За мной приглядывали гораздо меньше, чем до того «случая» (так мы это называли, чтобы укротить воспоминания и жить дальше). Я мог не только играть со своими колесницами, но и рисовать довольно грубые картинки и лепить из глины кособокие горшочки. Я даже сумел уговорить Париса добыть мне маленькую флейту, чтобы научиться играть простенькие мелодии.
Тишина виллы то усыпляла, то напоминала землю зимой, которая вынашивает то, что вырвется весной наружу. Все это однообразие, покой и рутина служили хорошей почвой для семян, которые проросли и зацвели пышным цветом в моей будущей жизни. Но для этого требовалось время.
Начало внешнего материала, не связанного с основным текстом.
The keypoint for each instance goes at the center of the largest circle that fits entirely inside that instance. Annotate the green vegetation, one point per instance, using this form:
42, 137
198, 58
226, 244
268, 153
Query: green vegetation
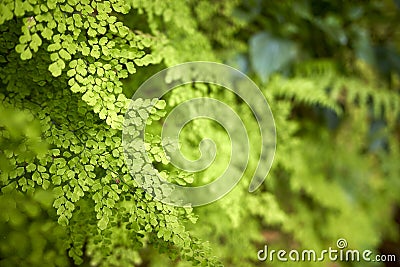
329, 69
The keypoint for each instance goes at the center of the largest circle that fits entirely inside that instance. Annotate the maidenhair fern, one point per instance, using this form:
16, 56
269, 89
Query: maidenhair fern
68, 69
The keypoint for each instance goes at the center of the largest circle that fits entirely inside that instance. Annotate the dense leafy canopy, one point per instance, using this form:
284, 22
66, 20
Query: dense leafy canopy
329, 69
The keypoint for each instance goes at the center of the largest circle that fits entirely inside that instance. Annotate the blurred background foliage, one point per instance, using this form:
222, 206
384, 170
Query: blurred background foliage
331, 73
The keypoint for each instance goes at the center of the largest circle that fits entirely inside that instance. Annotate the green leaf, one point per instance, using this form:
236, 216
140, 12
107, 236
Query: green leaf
27, 54
55, 69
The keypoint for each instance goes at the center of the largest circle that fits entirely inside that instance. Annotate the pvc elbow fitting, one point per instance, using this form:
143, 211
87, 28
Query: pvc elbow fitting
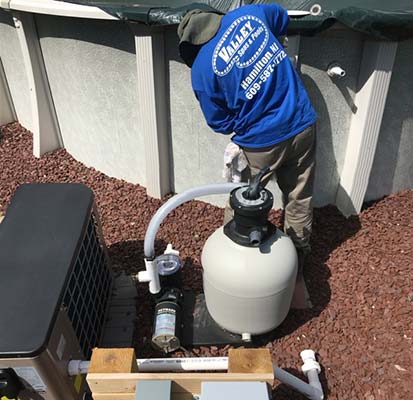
310, 362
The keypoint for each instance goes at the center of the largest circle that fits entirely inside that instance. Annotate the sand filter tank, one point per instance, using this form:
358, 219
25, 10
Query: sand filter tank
250, 266
249, 273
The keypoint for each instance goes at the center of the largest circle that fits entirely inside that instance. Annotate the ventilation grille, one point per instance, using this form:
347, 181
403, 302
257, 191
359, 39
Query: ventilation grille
87, 293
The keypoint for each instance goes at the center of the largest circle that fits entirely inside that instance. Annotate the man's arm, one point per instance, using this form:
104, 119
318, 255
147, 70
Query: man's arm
217, 116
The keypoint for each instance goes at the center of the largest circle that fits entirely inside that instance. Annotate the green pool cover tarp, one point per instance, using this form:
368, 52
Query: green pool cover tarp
383, 19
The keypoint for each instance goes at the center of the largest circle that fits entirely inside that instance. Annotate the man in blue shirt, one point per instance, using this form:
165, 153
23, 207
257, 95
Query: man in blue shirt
247, 86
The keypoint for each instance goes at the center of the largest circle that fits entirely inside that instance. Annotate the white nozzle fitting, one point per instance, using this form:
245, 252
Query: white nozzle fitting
246, 337
150, 275
335, 70
310, 362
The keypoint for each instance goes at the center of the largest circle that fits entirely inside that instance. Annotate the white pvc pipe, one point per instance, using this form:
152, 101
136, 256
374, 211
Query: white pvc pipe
312, 390
76, 367
177, 200
183, 364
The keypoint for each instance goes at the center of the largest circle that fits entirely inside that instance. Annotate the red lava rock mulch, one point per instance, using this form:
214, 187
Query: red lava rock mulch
359, 275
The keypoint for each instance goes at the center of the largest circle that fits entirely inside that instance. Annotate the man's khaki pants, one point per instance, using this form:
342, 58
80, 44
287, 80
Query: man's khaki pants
292, 162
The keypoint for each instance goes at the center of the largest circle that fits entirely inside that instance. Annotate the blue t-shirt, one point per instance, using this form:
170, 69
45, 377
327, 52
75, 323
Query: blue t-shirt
245, 82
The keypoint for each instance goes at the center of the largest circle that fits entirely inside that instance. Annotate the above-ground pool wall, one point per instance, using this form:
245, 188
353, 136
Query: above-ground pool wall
198, 151
123, 98
393, 163
11, 58
91, 66
333, 100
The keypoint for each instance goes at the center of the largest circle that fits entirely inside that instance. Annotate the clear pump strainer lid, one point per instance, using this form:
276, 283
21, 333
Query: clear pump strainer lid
168, 264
Спешка вредит творчеству, у творчества должны быть крепкие корни.
Я лежал на полу и рисовал сорванный в саду цветок, который уже начал увядать. Это продлилось недолго – вскоре в коридоре послышались шаги, но я не придал этому значения. Потом я услышал тихие голоса, но тоже не обратил на них внимания, подумав, что какой-нибудь торговец доставил на виллу свой товар.
– Так вот как вы тут с ним обращаетесь! – воскликнул вдруг кто-то на пороге моей комнаты.
Я поднял голову и увидел незнакомую женщину, которая не сводила с меня глаз.
Если скажу, что она занимала весь дверной проем, будет ли это чем-то вроде послезнания? Она не была толстой или даже крупной, но при этом казалась очень внушительной. Я тогда сразу вспомнил об амазонках, про которых мне рассказывал Парис, и подумал: «Вот, значит, какими они были?»